Milly worked her way on through the signal, section by section. The exercise was giving her a strong inferiority complex. The results that she was seeing had been performed so quickly, and offered such powerful evidence of ingenuity—what could she possibly contribute? The team had already established the existence of unique start and stop sequences, each fourteen bits long. Numerical base and reading order were known beyond doubt: integers were base 2 and base 4, with the most significant digit to the right. Sequences of primes and squares and cubes had been discovered, more than long enough to be unambiguous.

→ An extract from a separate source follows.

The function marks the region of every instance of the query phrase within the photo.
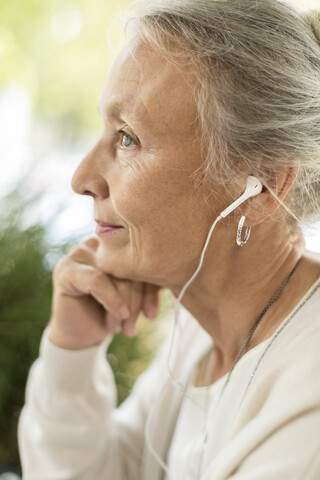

When she came to the very end of the signal, with its termination as a repeated pattern of the fourteen-bit stop sequence, Milly at once went back to the beginning and started over. The easy part, following the trail that others had already marked out, was over. Now she had to do something to justify her own presence in the group.
Sit, observe, learn, keep quiet
; that was all very well—for the first half-day. After that, Milly hoped to bring her own special knowledge and experience to bear. She went to a section near the middle of the signal, where analysis and comments by members of the Puzzle Network were meager and felt tentative. This was a place with special significance for Milly. It was here where she first noticed the oddity that had evolved into the Wu-Beston anomaly, and she had studied it extensively.
Something she had brought with her from Argus Station, more important than clothing or personal effects, was her own suite of processing programs. She had no illusions that they were
better
than anyone else’s; what she was sure was that they were different. Also, they were
hers
, and she knew them inside-out.
She began her analysis. It was similar to what she had attempted months ago, with one crucial difference: she could now build on everything established or conjectured by the Puzzle Network group. The start-stop coding sequence was known. She was sure of the integers. Perhaps most important of all, she knew that what she was dealing with
was
a signal. Puzzles always become easier when you know that a solution exists.
The section that she clipped out for inspection was only a small section of the whole, roughly a hundred million digits out of twenty-one billion. You could eat that up very quickly with images, but she had deliberately avoided low-entropy data runs. What she hoped to find was “text”—whatever that term might mean to an alien mind. It was too early in the game to hope for keys to an actual language.